Em 1952 o velho pai, idealista, vende tudo o que tem e parte para a cidade grande levando dona Maria e as filhas. Houve críticas dos parentes, moças de família não freqüentavam o ambiente de rádio. Afinal, a vida artística era sinônimo de perdição. Mas, felizmente para a música brasileira, Seu Bertholdo não deu ouvidos a ninguém.
Em São Paulo, na Rádio Piratininga, elas se apresentam no programa de calouros de Salomão Esper, Torre de Babel, que fazia grande sucesso.

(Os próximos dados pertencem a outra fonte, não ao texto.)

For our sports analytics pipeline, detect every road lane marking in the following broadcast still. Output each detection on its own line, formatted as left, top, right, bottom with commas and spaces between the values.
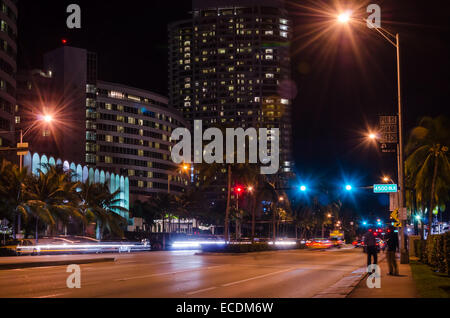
35, 293, 67, 298
186, 286, 217, 295
116, 265, 225, 282
222, 267, 303, 287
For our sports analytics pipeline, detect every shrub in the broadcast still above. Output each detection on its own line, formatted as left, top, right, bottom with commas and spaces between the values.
422, 232, 450, 276
202, 242, 305, 253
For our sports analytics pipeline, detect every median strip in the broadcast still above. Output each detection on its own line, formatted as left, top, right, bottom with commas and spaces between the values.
0, 257, 116, 270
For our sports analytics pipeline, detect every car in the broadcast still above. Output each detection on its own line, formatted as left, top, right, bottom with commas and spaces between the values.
376, 237, 386, 252
330, 237, 345, 248
305, 238, 333, 249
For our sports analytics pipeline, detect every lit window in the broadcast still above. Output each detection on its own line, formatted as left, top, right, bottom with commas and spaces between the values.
108, 91, 124, 99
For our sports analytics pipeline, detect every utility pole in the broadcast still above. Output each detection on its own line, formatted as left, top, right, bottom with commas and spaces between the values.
395, 33, 409, 264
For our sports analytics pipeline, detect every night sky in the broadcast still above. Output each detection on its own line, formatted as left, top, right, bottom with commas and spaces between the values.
19, 0, 450, 216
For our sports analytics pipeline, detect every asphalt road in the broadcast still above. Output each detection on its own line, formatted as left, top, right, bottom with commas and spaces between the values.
0, 248, 365, 298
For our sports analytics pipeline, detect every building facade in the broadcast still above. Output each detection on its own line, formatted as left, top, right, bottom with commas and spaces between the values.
95, 81, 187, 197
16, 46, 187, 201
0, 0, 17, 156
24, 152, 133, 226
169, 0, 292, 172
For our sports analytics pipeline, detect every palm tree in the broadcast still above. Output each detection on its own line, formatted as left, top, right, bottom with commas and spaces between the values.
25, 168, 83, 242
78, 180, 128, 240
405, 116, 450, 233
0, 160, 29, 238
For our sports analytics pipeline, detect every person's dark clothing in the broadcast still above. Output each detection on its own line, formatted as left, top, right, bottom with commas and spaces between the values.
364, 232, 377, 247
367, 246, 378, 266
364, 232, 378, 266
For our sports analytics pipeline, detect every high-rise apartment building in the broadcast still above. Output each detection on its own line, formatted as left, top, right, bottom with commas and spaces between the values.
169, 0, 292, 172
0, 0, 17, 156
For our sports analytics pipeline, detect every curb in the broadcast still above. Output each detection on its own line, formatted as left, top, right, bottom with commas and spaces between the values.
313, 257, 386, 298
0, 257, 116, 270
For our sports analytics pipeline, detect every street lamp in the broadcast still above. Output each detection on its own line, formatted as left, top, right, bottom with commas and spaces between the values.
337, 10, 352, 24
337, 11, 408, 264
17, 114, 53, 171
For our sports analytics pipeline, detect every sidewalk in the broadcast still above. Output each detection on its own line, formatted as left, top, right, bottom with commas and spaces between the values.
0, 254, 115, 271
347, 253, 420, 298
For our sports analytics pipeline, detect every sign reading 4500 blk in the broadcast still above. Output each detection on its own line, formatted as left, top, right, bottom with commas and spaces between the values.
373, 184, 398, 193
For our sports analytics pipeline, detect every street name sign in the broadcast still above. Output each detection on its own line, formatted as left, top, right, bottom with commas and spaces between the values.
373, 184, 398, 193
378, 116, 398, 153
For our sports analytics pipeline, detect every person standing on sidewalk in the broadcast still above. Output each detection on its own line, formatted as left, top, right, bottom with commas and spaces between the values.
386, 225, 399, 276
364, 230, 378, 267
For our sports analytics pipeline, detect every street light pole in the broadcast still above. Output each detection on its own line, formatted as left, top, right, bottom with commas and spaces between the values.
395, 33, 409, 264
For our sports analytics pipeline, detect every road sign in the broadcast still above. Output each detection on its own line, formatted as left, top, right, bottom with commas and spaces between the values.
373, 184, 398, 193
380, 143, 397, 153
389, 192, 398, 211
399, 207, 407, 221
391, 209, 400, 222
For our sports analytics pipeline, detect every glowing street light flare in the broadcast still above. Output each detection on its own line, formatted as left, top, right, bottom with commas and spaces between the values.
337, 11, 351, 23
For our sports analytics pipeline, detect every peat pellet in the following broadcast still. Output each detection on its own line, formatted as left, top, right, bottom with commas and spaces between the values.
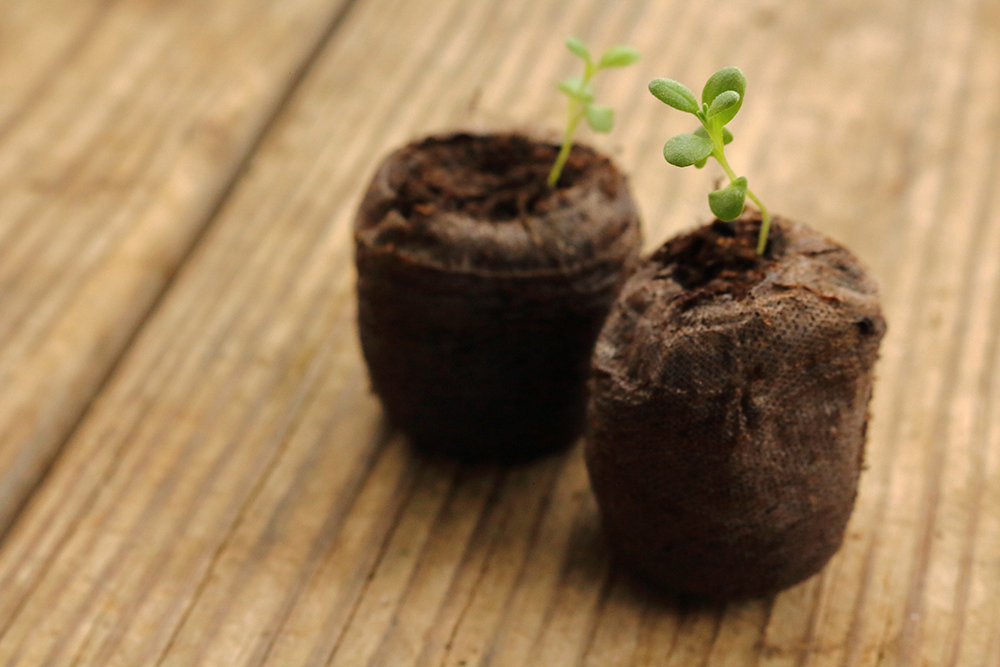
355, 134, 641, 461
586, 216, 885, 599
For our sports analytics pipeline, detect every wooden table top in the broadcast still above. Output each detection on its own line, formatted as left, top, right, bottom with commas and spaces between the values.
0, 0, 1000, 667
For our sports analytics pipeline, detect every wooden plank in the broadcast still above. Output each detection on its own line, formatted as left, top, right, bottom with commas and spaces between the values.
0, 0, 1000, 667
0, 0, 358, 534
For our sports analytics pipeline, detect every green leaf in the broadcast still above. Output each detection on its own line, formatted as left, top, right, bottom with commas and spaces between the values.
649, 79, 698, 113
708, 176, 747, 221
583, 104, 615, 132
556, 76, 594, 103
663, 134, 712, 167
597, 46, 639, 67
694, 127, 733, 146
566, 37, 590, 63
705, 90, 740, 118
701, 67, 747, 125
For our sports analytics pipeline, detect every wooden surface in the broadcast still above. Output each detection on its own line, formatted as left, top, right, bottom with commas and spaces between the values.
0, 0, 1000, 667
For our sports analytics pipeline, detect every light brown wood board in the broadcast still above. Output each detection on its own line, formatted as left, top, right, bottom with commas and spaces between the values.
0, 0, 1000, 667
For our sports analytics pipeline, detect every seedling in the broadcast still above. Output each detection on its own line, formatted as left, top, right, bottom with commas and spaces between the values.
649, 67, 771, 255
548, 37, 639, 188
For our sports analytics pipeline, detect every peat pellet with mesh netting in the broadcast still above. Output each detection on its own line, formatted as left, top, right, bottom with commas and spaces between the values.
355, 134, 641, 460
586, 217, 885, 599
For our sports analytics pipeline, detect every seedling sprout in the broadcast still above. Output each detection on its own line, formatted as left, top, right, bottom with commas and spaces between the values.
548, 37, 639, 188
649, 67, 771, 255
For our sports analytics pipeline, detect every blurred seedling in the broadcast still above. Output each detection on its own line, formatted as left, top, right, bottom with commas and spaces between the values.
649, 67, 771, 255
548, 37, 639, 188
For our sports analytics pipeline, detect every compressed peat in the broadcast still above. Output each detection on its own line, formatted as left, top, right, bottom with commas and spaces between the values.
355, 134, 641, 461
586, 215, 885, 599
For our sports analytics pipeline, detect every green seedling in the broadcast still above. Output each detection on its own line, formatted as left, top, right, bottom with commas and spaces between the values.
548, 37, 639, 188
649, 67, 771, 255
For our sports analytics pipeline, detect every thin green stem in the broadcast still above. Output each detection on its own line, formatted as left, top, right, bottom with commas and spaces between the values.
705, 120, 771, 255
747, 188, 771, 255
548, 108, 583, 188
548, 61, 597, 188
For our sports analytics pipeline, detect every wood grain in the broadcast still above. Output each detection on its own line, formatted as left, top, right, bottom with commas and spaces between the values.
0, 0, 358, 534
0, 0, 1000, 667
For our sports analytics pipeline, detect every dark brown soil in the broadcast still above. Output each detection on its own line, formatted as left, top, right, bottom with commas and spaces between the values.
355, 134, 641, 460
587, 216, 885, 599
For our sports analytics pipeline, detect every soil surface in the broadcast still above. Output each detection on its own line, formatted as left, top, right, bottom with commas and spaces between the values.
382, 134, 600, 222
587, 215, 885, 598
650, 218, 785, 305
357, 134, 635, 272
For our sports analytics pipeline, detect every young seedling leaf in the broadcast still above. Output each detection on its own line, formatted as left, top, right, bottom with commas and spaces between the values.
649, 79, 698, 113
708, 176, 747, 221
566, 37, 590, 63
556, 76, 594, 102
546, 37, 639, 188
694, 127, 733, 146
597, 46, 639, 68
584, 104, 615, 132
663, 134, 712, 167
701, 67, 747, 125
705, 90, 740, 118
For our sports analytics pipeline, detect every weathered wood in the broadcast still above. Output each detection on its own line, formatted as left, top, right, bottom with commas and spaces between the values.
0, 0, 358, 534
0, 0, 1000, 667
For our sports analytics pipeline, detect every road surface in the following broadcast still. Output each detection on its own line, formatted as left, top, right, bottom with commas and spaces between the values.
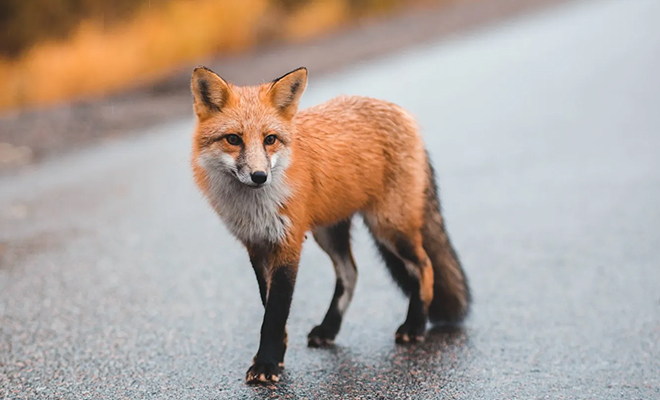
0, 0, 660, 399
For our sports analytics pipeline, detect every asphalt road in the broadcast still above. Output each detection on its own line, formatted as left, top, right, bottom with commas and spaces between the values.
0, 0, 660, 399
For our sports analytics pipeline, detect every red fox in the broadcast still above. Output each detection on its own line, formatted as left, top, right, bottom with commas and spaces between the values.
191, 67, 470, 383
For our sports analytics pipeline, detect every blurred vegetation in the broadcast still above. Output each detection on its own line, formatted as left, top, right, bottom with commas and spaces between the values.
0, 0, 430, 109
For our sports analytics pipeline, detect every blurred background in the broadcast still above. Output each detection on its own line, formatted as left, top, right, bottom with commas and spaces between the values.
0, 0, 559, 171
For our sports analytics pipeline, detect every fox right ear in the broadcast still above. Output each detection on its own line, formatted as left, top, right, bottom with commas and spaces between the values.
190, 67, 231, 119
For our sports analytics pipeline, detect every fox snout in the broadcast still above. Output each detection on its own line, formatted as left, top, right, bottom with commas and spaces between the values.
250, 171, 268, 185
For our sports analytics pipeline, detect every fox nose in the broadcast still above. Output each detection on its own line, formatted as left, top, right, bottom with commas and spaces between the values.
250, 171, 268, 185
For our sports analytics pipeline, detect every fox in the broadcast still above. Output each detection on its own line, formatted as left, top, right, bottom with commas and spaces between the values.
191, 66, 471, 384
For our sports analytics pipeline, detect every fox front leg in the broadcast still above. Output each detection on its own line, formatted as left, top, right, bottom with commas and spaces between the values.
245, 250, 298, 383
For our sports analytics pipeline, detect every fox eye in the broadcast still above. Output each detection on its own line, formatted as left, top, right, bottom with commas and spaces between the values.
264, 135, 277, 145
225, 133, 241, 146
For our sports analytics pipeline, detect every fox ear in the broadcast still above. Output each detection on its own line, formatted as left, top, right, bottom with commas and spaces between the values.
268, 67, 307, 118
190, 67, 231, 119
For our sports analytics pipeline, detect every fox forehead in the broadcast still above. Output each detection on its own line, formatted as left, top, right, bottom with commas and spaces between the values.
198, 86, 290, 141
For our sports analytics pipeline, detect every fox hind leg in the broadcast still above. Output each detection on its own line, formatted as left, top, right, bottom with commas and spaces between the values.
365, 214, 433, 343
307, 219, 357, 347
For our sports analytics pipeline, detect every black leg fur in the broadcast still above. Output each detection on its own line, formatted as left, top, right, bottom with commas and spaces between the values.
307, 220, 357, 347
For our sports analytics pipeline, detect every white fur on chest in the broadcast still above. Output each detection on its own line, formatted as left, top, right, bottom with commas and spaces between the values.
208, 167, 290, 243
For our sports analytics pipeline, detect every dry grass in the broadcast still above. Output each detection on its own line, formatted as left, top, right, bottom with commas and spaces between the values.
0, 0, 366, 109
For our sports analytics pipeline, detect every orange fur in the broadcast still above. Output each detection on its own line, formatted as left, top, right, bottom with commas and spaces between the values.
192, 68, 469, 382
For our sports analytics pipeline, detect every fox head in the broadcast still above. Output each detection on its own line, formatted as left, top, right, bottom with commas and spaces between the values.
191, 67, 307, 189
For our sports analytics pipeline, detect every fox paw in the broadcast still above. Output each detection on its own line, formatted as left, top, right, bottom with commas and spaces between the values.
245, 362, 281, 384
394, 322, 426, 344
307, 325, 337, 347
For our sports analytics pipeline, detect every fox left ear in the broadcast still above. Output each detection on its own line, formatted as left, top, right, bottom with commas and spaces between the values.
268, 67, 307, 118
190, 67, 231, 120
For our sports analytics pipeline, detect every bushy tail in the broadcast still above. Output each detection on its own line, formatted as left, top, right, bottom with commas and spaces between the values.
422, 158, 470, 323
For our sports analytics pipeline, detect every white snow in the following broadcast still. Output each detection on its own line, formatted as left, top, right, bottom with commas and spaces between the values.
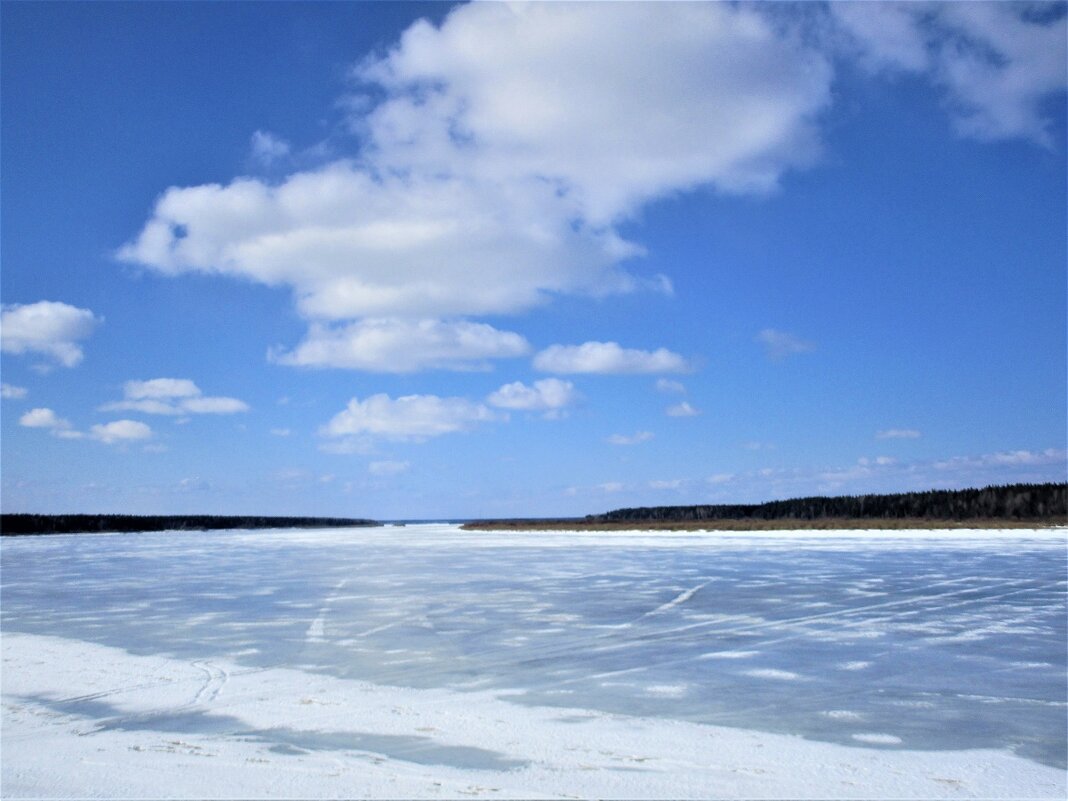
0, 524, 1068, 799
0, 633, 1065, 799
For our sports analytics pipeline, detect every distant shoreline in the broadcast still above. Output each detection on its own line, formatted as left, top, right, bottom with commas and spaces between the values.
464, 483, 1068, 531
0, 514, 381, 537
460, 518, 1068, 531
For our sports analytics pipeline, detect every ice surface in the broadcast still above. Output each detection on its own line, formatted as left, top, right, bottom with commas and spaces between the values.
0, 525, 1068, 797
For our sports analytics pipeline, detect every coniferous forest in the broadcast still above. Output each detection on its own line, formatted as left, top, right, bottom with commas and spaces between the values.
585, 484, 1068, 523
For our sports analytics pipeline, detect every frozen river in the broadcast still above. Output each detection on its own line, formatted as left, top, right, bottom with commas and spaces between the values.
0, 525, 1068, 797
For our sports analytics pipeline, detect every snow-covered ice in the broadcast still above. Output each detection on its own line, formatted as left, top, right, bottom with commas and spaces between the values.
0, 525, 1068, 798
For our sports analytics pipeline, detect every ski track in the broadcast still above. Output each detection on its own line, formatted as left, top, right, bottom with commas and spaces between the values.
304, 579, 348, 643
187, 659, 230, 706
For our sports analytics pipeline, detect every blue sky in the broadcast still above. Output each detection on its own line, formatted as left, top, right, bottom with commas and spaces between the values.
0, 2, 1068, 518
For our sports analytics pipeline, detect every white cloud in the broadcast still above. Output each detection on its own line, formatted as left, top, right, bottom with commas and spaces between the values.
486, 378, 579, 418
123, 378, 201, 401
358, 3, 831, 224
252, 130, 289, 166
756, 328, 816, 361
119, 3, 832, 370
18, 408, 70, 430
99, 378, 249, 415
319, 394, 502, 440
18, 408, 152, 444
656, 378, 686, 395
367, 460, 411, 475
89, 420, 152, 445
875, 428, 921, 439
0, 300, 100, 367
664, 401, 701, 418
933, 447, 1068, 469
741, 440, 775, 451
830, 2, 1068, 146
649, 478, 686, 489
534, 342, 690, 374
180, 397, 249, 414
604, 431, 654, 445
269, 318, 530, 373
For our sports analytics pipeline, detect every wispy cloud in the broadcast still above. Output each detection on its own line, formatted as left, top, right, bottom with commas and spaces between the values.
604, 431, 654, 445
829, 3, 1066, 146
18, 408, 153, 445
534, 342, 690, 375
656, 378, 686, 395
756, 328, 816, 362
268, 318, 531, 373
367, 459, 411, 475
486, 378, 579, 419
875, 428, 921, 439
251, 130, 289, 166
99, 378, 249, 417
319, 394, 506, 441
664, 401, 701, 418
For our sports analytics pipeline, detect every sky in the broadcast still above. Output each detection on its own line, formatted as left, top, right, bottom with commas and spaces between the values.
0, 2, 1068, 519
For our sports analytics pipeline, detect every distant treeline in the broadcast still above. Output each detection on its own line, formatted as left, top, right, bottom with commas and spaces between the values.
585, 484, 1068, 523
0, 515, 379, 536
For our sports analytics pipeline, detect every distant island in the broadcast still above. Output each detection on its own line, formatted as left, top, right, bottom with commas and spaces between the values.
0, 515, 381, 536
464, 483, 1068, 531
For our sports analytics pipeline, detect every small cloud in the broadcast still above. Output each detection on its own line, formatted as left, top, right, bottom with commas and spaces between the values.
534, 342, 691, 375
656, 378, 686, 395
18, 408, 70, 431
267, 318, 530, 373
486, 378, 579, 419
99, 378, 249, 415
89, 420, 152, 445
756, 328, 816, 362
246, 130, 289, 167
367, 460, 411, 475
319, 393, 506, 453
0, 300, 101, 371
875, 428, 920, 439
664, 401, 701, 418
604, 431, 654, 445
649, 478, 686, 489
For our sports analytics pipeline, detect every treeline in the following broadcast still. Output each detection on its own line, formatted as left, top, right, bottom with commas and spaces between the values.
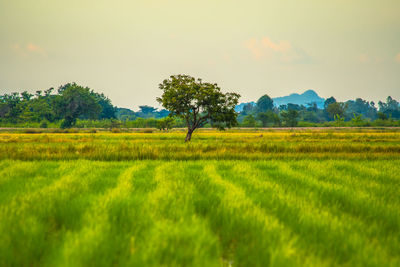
238, 95, 400, 127
0, 83, 116, 128
0, 83, 400, 129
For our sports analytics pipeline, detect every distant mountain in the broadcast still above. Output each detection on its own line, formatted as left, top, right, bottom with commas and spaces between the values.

A dupla cantou e não conseguiu parar, tal o entusiasmo do público, dos técnicos e artistas que faziam o programa. Foram, imediatamente, contratadas como profissionais. Mary tinha 12 anos e Marilene 10.
Millor Fernandes, à maneira de Guimarães Rosa, diz que “para uns as vacas morrem, para outros até boi pega a parir.” Para aquelas duas crianças, o boi começava a parir: A Rádio Nacional as ouviu, propôs um cache maior e levou-as para o programa Ronda dos Bairros.
Mais uma vez Seu Bertholdo e Dona Maria arrumavam as malas e pegariam a estrada, uma estrada que seria marcada pelo sucesso e pelas luzes que iluminavam essas duas irmãs geniais, as Galvão.
O programa Na Serra da Mantiqueira, comandado pelo Comendador Biguá, era outro grande sucesso e a Rádio Bandeirantes não podia deixar de ter essas duas meninas, cujos nomes já eram pronunciados com admiração pelos profissionais e pelos ouvintes. Daí para o Brasil Caboclo, programa de maior audiência no país, comandado pelo Capitão Barduino, foi um pulo. E foi ouvindo esse programa que Diogo Molera, o Palmeira, diretor artístico da RCA, previu o futuro da dupla e a convidou para gravar. Imediatamente levou-a para o Rio e lá veio à luz o primeiro 78 rpm das Galvão, em 1957.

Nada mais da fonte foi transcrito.